Entretien avec Hans-Ueli Vogt, 45 ans, député UDC au Grand Conseil de Zurich et professeur de droit privé et économique à l’Université de Zurich
Edition spéciale: Monsieur Vogt, avec son initiative «Le droit suisse au lieu de juges étrangers (initiative pour l’autodétermination)», l’UDC entend ancrer dans la Constitution fédérale la priorité de notre droit constitutionnel par rapport au droit étranger. C’est vous qui avez été chargé de développer ce concept. Quels en sont les objectifs ?
Hans-Ueli Vogt: La question est la suivante: qui décide de ce que doit être le droit suprême en Suisse? L’initiative répond clairement: les citoyennes et citoyens suisses ainsi que les cantons définissent le droit suprême applicable en Suisse. Le peuple et les cantons forment le souverain, donc le pouvoir législatif suprême. Ce principe nous a été fort utile. C’est sur cette base que s’est développé notre régime libéral, mais aussi notre Etat social, et non pas grâce à un quelconque rattachement à des organisations internationales ou tribunaux étrangers. Voilà pourquoi toutes les Suissesses et tous les Suisses qui sont pour l’autodétermination de leur pays devraient signer notre initiative, qu’ils soient politiquement de gauche ou de droite. Seul le droit international impératif demeure superposé à notre Constitution.

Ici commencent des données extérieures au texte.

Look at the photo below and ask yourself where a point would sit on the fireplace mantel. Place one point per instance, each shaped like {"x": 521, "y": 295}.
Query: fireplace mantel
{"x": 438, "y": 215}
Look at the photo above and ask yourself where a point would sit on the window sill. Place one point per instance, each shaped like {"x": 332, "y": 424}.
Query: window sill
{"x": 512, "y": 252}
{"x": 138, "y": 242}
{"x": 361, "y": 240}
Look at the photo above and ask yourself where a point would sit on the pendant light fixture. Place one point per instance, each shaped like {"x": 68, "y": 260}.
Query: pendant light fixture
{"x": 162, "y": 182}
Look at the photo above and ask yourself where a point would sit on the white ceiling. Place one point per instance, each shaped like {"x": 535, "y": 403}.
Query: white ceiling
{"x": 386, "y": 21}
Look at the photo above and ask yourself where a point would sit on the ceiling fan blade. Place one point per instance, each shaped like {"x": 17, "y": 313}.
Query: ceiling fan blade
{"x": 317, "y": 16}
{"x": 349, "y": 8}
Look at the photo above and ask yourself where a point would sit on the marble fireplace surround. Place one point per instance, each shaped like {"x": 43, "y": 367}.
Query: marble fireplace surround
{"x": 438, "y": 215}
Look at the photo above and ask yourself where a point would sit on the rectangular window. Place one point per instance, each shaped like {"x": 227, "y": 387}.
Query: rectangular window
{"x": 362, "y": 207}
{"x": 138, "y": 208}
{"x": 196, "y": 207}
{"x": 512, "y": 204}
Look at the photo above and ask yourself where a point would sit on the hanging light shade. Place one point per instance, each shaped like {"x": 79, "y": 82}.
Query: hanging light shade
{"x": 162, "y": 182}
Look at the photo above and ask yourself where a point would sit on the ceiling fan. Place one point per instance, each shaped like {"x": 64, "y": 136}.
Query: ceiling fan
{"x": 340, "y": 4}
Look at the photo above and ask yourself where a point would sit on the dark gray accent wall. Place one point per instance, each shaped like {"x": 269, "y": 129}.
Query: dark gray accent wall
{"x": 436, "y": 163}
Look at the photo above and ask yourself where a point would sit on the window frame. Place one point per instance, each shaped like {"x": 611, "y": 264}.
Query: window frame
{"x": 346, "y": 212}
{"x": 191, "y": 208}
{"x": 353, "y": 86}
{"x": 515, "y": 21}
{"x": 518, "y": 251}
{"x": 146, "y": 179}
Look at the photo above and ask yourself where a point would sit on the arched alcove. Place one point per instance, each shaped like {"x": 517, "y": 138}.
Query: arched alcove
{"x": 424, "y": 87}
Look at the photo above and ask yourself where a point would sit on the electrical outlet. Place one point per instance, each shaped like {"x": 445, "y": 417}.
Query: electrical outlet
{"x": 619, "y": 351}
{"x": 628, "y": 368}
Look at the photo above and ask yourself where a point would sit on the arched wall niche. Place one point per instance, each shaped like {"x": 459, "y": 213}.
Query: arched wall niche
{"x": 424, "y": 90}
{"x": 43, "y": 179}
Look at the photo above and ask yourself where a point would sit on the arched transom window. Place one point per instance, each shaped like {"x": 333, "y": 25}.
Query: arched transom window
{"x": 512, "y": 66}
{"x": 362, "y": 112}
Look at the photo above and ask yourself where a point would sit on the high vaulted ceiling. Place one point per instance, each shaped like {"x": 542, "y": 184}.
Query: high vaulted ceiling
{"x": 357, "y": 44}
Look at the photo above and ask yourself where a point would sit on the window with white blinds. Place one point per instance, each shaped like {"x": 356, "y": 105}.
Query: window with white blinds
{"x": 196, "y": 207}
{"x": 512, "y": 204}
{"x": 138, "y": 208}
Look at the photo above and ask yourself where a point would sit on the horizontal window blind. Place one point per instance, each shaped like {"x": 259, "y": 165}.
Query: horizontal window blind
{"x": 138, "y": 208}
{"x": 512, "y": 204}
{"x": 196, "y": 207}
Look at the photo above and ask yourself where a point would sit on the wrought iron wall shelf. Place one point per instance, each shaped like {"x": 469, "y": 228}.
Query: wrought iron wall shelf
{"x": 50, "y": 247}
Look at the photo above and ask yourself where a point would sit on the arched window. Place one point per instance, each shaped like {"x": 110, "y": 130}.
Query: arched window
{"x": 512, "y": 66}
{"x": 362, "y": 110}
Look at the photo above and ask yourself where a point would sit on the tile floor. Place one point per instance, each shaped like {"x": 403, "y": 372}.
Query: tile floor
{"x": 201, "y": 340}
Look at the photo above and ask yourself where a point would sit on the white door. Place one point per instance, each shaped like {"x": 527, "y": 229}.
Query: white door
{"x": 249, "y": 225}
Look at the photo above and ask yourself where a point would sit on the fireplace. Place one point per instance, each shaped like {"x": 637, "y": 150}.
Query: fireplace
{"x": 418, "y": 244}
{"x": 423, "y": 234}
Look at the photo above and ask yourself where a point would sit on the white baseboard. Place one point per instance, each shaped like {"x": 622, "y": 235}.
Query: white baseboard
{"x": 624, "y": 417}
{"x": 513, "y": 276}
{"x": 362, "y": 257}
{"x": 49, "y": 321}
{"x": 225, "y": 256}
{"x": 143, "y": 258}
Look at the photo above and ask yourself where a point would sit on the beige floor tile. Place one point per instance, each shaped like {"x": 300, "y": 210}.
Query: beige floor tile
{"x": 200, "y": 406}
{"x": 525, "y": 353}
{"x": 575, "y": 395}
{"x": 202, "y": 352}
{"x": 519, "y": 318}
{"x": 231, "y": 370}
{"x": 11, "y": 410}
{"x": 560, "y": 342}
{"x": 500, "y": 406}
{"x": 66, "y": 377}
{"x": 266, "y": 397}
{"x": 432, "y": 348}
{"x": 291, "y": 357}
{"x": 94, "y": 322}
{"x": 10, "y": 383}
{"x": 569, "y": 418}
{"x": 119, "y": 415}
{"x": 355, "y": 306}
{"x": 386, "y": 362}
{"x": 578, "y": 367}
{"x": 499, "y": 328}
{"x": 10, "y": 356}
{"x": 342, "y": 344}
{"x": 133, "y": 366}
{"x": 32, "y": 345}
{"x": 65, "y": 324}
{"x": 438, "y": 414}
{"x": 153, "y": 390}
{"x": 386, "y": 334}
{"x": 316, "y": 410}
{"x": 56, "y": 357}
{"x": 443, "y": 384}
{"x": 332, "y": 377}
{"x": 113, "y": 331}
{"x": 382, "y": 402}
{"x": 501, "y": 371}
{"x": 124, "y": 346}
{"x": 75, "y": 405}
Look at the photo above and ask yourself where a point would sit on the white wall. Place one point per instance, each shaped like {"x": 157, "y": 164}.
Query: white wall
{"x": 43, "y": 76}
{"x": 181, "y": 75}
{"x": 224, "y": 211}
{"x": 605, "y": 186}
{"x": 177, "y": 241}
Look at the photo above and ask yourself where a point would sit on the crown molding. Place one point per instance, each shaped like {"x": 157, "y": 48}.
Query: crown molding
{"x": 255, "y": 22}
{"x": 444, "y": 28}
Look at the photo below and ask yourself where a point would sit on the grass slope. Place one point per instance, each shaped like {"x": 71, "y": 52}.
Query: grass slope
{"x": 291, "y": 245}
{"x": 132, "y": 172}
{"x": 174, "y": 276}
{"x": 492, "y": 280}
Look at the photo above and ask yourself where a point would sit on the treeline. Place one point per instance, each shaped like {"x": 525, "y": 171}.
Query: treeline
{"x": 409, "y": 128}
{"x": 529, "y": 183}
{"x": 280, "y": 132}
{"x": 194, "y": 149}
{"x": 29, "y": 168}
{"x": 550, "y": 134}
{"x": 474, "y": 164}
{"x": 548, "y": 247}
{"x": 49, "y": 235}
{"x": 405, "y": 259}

Comment définissez- vous la différence entre droit international et droit national ?
On peut distinguer trois sources du droit international public. Premièrement, le droit international se compose des traités que les Etats concluent entre eux. Deuxièmement, le droit international est le droit des organisations, autorités et tribunaux internationaux. Troisièmement, il existe quelques principes légaux coutumiers qui font également partie du droit international. Le droit national, en revanche, a été créé par le pays qui l’applique.
Quels problèmes pose le droit international ?
Les problèmes ne viennent pas des traités de droit international, mais ils ont pour origine l’influence croissante du droit décrété par des organisations, autorités et tribunaux internationaux comme l’ONU, l’OCDE, l’UE ou encore la Cour européenne des droits de l’homme de Strasbourg. Les fonctionnaires et les juges de ces organisations, autorités et tribunaux internationaux créent de plus en plus de règlementations, de directives et de recommandations et ils prononcent une multitude de jugements. La majorité de ces fonctionnaires et juges ne sont pas élus par le peuple et n’ont pas à se soumettre à une réélection. Ils n’ont pas la responsabilité des charges financières qui résultent de leurs règlementations pour les Etats et finalement pour les ciétrangers, mais aussi à un gouvernement étranger serait ainsi complète. L’adhésion insidieuse à l’UE serait un fait accompli, alors qu’on nous présente le rattachement institutionnel comme une «amélioration» et un «renouvellement » des relations bilatérales. Pour éviter d’en arriver là, il faut inscrire dans notre Constitution le principe que le droit constitutionnel prime le droit international non impératif. Voilà exactement l’objectif de l’initiative populaire «Le droit suisse au lieu de juges étrangers». toyens. On peut donc les qualifier à juste titre de «juges étrangers». Ils opèrent essentiellement dans leur propre monde, accélèrent la globalisation de la politique et du droit sans que leurs activités ne soient réellement contrôlées.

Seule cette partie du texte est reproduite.